Higher levels of M-SCF (stem cell factor) were detected in 25%–73% of EmCa cases and were predictive of aggressive clinical course [111, 114]. Elevated levels of serum sFas (Fas ligand, a pro-apoptotic molecule) were found in endometrioid adenocarcinoma (p<0.0001). Additionally, human serum amyloid A protein was overexpressed and actively secreted by grade-3 endometrioid adenocarcinoma and serous papillary carcinoma [112].

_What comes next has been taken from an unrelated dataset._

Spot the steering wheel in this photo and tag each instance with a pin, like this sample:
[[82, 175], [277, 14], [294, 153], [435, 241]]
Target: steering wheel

Elevated serum CA 125 (cancer antigen 125 or MUC16) levels have been detected in 11%–43% of EmCa and related to disease stage, myometrial invasion, peritoneal cytology and lymph node metastasis. CA 125 serum cutoff of 20 U/mL had a sensitivity of 69.0%, specificity of 74.1%, positive predictive value of 58.8% and negative predictive value of 81.6% for assessment of myometrial infiltration. Serum CA 125 level usually parallels the clinical course of the disease [123]. Other tumor serum markers, CA 15.3 and CA 72.4 were found in 47% of EmCa patients with occult stage III compared to 18% of those with stages I and II [123].

Low levels of serum taurine (an organic acid) are found in EmCa patients [124]. Apolipoprotein A, pre-albumin and transferrin levels were found higher in early and late-stage EmCa (71/88% sensitivity and 82/86% specificity) [125].

Despite the abundant literature on EmCa markers, there are scarce data on relationships between these molecular markers and obesity cues.

Treatment of endometrial cancers

High risk of EmCa recurrence correlates to deeply tumor invasion, type II and advanced age. For advanced stage EmCa, hysterectomy is the first therapy choice. Chemotherapy reduces the mortality due to recurrent EmCa by a quarter and also reduces the risk of developing the first recurrence outside the pelvis. Radiotherapy is commonly used in conjunction with chemotherapy and surgery to treat EmCa [3].

Initial management of early EmCa is surgical staging with total hysterectomy, bilateral salpingo-oophorectomy, bilateral pelvic and para-aortic lymph node dissection and pelvic washings. Minimally invasive approach, such as laparoscopy or robotic assistance, is preferred in certain situations over laparotomy due to similar outcomes and decreased postoperative adverse events. Vaginal hysterectomy may be appropriate for patients with increased risk of morbidity, however does not allow lymphadenectomy [126].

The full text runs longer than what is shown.